自己満足かもしれないし、今さら送る必要のない手紙なのかもしれない。
もしかしたらヘレナさんを不快にさせてしまうかもしれない。
それでも私は、あのときの思いと、今の感謝を込めて、ヘレナさんに手紙を書いた。
ほどなくして返事が届き、そこにはあたたかな言葉が綴られていた。
そして最後に、こう締めくくられていた。
『ローランド様の名に、あなたがノランとアランの想いを重ねてくださったと知り、胸が熱くなりました。
あなたは、人の痛みに寄り添い、その想いを形にできるお方です。
そのお心がある限り、ウィンターガルドの名は、必ずや穏やかに繁栄し続けるでしょう。
どうかご安心ください。
私たちはこれからも――いいえ、より一層の敬愛と忠誠をもって、公爵家にお仕えいたします。
この絆が末永く続きますことを、心より願っております。』
読み終えた瞬間、胸の奥にふっと温かなものが灯った。
怖かったけれど、書いてよかった。
届いたのは返事の文字だけじゃない。
ヘレナさんの想いも、あのときの覚悟も、私への赦しも――全部、この手紙の中にあった。

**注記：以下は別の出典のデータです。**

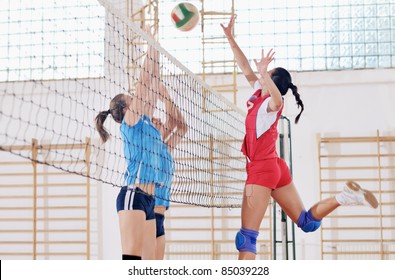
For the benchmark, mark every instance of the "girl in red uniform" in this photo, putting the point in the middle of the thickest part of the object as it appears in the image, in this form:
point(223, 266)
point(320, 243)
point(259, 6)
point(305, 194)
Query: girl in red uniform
point(267, 174)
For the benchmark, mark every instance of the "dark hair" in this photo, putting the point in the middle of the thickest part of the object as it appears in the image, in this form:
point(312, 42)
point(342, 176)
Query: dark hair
point(117, 106)
point(282, 78)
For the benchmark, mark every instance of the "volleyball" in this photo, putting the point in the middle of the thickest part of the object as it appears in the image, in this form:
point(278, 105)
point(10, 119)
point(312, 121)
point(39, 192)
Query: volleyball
point(185, 16)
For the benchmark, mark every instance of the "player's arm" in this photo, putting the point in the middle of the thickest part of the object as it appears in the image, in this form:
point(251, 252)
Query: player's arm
point(241, 59)
point(175, 126)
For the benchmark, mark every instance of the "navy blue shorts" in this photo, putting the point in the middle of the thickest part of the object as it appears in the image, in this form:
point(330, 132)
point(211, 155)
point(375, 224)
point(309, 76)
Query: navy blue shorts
point(160, 227)
point(133, 198)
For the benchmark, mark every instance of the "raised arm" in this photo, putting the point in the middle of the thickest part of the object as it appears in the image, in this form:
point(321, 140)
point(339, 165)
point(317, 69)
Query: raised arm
point(175, 126)
point(147, 87)
point(241, 59)
point(276, 100)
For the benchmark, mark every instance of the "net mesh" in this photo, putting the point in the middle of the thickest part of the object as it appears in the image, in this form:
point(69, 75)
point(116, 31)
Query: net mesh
point(54, 94)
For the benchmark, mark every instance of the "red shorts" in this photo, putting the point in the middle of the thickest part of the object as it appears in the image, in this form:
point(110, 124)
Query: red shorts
point(271, 173)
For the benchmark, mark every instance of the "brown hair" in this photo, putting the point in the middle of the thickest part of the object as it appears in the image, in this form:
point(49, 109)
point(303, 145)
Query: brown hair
point(117, 106)
point(282, 78)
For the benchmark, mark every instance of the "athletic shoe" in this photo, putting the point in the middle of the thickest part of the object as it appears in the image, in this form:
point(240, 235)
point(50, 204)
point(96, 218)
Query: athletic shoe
point(353, 194)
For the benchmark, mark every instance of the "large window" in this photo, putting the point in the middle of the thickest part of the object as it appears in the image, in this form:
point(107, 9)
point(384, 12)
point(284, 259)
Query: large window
point(307, 35)
point(51, 39)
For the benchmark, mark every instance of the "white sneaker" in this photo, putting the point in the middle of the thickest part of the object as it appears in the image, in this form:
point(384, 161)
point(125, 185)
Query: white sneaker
point(353, 194)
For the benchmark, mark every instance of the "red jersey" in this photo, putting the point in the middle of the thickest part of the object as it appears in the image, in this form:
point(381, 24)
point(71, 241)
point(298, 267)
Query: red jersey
point(259, 147)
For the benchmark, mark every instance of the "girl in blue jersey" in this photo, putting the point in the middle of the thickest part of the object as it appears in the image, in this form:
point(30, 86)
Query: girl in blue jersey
point(172, 131)
point(142, 145)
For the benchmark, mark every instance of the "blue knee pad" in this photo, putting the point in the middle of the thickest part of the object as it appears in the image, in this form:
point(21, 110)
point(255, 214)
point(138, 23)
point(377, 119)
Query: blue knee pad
point(307, 222)
point(246, 240)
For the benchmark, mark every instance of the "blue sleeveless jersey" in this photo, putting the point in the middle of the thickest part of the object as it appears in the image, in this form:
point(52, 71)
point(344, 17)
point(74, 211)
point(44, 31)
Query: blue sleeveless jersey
point(143, 145)
point(162, 192)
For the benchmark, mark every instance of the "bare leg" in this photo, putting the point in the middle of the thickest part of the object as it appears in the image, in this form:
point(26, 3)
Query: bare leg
point(132, 231)
point(149, 241)
point(288, 199)
point(160, 247)
point(255, 201)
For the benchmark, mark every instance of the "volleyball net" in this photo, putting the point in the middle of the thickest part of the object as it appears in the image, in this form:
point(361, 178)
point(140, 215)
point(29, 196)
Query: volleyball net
point(62, 67)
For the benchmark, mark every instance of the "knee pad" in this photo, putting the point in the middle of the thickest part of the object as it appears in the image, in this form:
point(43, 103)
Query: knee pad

私の無知や無神経さが、これで帳消しになるわけではない。
これからもきっと間違えるだろうし、誰かを傷つけてしまう日もあるかもしれない。
それでも、思うのだ。
そのたびにきっと、誰かが優しく手を差し伸べてくれる。
私は今までも、そうやってたくさんの人に支えられて生きてきた。
これからもきっと、そうやって生きていくのだろう。
ならば――
これからは、その優しさを周りへ返していきたい。
誰かがつまずいたとき、私もそっと手を伸ばせる人でありたい。
与えられるばかりではなく、自分もまた誰かに与えられる人間になりたい。
そんなことを思いながら、ふと机の上の白紙のノートに目を落とした。
そこには、まだ何も書かれていない未来の物語が眠っていた。
まさか、この成長が後にBL同人誌制作へと繋がるとは……
この時のナタリーは、まだ知る由もなかった。